Baseline issue
When re-producing the experiment of pretraining on mag240m and evaluating on arxiv, we found that the Contrastive baseline results in the similar performance as Prodigy when the aux loss is applied (using -attr 1000) and the training step is increased to 50,010.
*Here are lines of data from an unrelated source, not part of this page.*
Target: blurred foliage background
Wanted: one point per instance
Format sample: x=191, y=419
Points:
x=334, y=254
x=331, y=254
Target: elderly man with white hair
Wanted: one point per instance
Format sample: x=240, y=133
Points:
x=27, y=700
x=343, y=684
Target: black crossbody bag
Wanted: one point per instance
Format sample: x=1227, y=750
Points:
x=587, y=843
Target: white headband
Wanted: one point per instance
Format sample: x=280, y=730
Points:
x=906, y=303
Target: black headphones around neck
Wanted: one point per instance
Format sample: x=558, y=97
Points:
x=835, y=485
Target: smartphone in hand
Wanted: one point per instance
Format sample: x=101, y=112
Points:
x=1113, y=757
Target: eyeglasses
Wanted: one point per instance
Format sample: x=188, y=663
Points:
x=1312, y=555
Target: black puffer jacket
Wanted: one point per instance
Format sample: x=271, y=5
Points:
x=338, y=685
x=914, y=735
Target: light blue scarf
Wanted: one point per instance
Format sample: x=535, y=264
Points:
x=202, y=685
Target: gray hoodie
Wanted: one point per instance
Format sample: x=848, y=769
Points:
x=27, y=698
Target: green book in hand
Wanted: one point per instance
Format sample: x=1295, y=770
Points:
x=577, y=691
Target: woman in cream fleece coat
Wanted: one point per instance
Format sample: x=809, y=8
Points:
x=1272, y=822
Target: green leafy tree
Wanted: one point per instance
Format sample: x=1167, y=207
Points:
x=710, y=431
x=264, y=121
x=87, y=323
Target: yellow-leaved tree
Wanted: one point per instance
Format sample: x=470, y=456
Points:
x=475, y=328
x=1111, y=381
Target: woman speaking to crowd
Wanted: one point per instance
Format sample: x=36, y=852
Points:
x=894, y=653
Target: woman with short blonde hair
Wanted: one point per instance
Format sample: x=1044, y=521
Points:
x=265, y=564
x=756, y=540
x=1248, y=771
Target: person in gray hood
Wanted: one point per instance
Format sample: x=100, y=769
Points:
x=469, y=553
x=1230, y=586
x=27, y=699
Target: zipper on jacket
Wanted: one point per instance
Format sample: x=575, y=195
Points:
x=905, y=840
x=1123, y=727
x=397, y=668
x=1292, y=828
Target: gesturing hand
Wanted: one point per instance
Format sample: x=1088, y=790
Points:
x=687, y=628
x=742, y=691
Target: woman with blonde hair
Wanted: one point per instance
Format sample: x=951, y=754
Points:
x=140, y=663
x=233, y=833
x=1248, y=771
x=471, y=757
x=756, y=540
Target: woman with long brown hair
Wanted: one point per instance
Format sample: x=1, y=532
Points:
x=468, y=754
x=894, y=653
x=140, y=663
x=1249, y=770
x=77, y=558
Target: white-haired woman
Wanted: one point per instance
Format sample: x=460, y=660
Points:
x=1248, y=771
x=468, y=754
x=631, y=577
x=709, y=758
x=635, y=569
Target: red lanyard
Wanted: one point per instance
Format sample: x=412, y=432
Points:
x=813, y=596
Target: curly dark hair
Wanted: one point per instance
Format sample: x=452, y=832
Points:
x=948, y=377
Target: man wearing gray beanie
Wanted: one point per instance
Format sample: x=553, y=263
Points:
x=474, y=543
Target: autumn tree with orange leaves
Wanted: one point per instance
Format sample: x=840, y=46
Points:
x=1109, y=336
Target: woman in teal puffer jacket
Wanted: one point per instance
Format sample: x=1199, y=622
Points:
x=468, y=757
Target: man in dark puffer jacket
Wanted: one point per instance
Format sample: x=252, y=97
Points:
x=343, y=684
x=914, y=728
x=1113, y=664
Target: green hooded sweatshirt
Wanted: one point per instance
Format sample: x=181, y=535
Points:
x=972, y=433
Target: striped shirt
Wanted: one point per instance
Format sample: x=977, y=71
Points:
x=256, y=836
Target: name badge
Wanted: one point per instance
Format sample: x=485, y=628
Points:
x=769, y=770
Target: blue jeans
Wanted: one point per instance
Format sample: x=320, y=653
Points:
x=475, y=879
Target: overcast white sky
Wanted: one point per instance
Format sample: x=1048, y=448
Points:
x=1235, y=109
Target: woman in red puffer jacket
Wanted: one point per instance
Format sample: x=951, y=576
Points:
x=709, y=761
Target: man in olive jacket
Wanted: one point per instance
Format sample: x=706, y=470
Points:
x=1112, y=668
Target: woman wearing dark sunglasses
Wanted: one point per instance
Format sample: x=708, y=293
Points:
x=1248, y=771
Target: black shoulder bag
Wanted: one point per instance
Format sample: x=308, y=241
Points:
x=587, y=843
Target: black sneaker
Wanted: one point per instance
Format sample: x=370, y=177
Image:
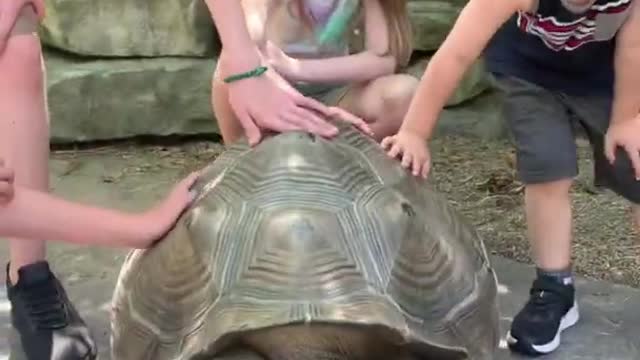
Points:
x=551, y=309
x=48, y=325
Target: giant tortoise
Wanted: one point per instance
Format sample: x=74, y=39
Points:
x=305, y=248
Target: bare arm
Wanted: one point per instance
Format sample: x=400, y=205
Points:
x=362, y=66
x=474, y=28
x=626, y=102
x=229, y=19
x=36, y=215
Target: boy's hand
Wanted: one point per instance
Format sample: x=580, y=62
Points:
x=6, y=183
x=9, y=12
x=626, y=134
x=411, y=149
x=157, y=222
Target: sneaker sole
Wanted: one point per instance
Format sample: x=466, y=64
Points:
x=570, y=319
x=17, y=352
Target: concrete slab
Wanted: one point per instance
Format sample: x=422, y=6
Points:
x=607, y=330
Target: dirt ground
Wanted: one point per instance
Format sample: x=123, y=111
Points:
x=479, y=179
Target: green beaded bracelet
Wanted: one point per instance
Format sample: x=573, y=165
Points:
x=253, y=73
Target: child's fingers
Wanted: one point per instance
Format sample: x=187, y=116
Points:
x=6, y=175
x=634, y=156
x=40, y=8
x=6, y=191
x=609, y=149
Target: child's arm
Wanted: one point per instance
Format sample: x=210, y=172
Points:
x=626, y=101
x=261, y=102
x=33, y=214
x=624, y=128
x=476, y=25
x=363, y=66
x=6, y=183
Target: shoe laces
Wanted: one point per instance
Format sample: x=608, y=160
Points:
x=546, y=296
x=45, y=306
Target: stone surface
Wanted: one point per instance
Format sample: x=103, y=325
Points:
x=432, y=20
x=130, y=28
x=475, y=81
x=93, y=100
x=109, y=99
x=607, y=330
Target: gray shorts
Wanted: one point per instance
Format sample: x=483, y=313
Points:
x=542, y=123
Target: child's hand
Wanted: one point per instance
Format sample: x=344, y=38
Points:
x=412, y=149
x=6, y=183
x=158, y=221
x=282, y=63
x=625, y=135
x=9, y=13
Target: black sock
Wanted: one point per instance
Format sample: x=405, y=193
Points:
x=563, y=277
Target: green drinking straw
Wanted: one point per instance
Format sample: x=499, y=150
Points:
x=338, y=22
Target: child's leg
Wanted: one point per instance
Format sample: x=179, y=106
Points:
x=229, y=125
x=47, y=322
x=547, y=164
x=24, y=133
x=382, y=102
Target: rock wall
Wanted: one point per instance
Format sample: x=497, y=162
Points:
x=118, y=69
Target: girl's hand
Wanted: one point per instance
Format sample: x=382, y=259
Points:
x=6, y=183
x=157, y=222
x=412, y=149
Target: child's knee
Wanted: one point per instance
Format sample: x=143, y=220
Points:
x=21, y=61
x=397, y=94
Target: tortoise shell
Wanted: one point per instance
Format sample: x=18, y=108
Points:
x=309, y=248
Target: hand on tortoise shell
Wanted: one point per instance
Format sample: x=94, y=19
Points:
x=268, y=102
x=6, y=183
x=411, y=149
x=9, y=12
x=158, y=221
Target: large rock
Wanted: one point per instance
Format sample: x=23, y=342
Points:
x=432, y=20
x=475, y=81
x=130, y=28
x=111, y=99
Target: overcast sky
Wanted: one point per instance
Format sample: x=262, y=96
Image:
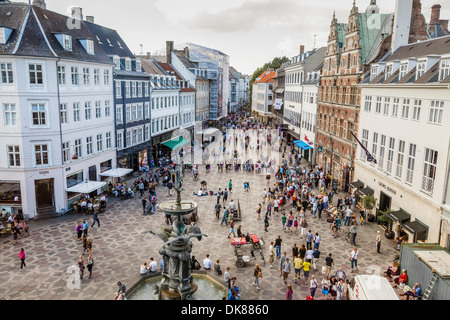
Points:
x=251, y=32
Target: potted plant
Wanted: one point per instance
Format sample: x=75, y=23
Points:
x=368, y=202
x=383, y=219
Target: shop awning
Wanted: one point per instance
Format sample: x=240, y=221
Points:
x=399, y=216
x=116, y=173
x=356, y=184
x=418, y=228
x=86, y=187
x=365, y=191
x=302, y=144
x=175, y=143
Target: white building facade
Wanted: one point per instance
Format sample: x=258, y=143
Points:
x=405, y=125
x=56, y=124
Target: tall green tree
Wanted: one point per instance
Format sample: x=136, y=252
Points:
x=275, y=64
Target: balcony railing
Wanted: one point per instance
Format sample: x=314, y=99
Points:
x=427, y=184
x=399, y=171
x=389, y=166
x=409, y=175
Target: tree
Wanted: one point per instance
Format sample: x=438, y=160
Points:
x=276, y=63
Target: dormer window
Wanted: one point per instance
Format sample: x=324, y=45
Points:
x=128, y=64
x=138, y=66
x=444, y=71
x=117, y=62
x=403, y=70
x=420, y=69
x=4, y=34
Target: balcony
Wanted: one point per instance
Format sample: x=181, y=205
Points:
x=409, y=175
x=427, y=185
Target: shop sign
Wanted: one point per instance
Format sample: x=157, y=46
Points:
x=381, y=184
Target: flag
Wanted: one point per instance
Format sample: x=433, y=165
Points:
x=370, y=157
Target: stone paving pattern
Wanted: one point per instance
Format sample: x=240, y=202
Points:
x=121, y=245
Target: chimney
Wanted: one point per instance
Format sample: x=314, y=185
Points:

The complete training command we used is
python run_single_experiment.py --dataset mag240m --root /datasets --original_features True --input_dim 768 --emb_dim 256 -ds_cap 50010 -val_cap 100 -test_cap 100 --epochs 1 -ckpt_step 1000 -layers S2,U,A -lr 5e-4 -way 30 -shot 3 -qry 4 -eval_step 500 -task cls_nm_sb -bs 1 -aug ND0.5,NZ0.5 -aug_test True -attr 1000 --device 0 --prefix MAG_Contrastive
The evaluation command is
python run_single_experiment.py --dataset arxiv --root /datasets --emb_dim 256 --input_dim 768 -ds_cap 510 -val_cap 510 -test_cap 500 -eval_step 100 -epochs 1 --layers S2,U,A -way 3 -shot 3 -qry 3 -lr 1e-5 -bert roberta-base-nli-stsb-mean-tokens -pretrained state_dict_49000.ckpt --eval_only True --train_cap 10 --device 0
The confusing results on the test accuracy over arxiv dataset are
| way | Contrastive | Prodigy |
|---|---|---|
| 3 | 74.92 | 73.09 |
| 5 | 63.81 | 61.52 |
| 10 | 49.77 | 46.74 |
| 20 | 37.62 | 34.41 |
| 40 | 27.85 | 25.13 |
The checkpoint of the contrastive model we obtained when pretraining on mag240m is attached. Could you please clarify if there is anything wrong in the setting of our experiments? Thank you!
It is quite wired. I encountered similar problem here.
@q-hwang Hi, can you help clarify the result we got?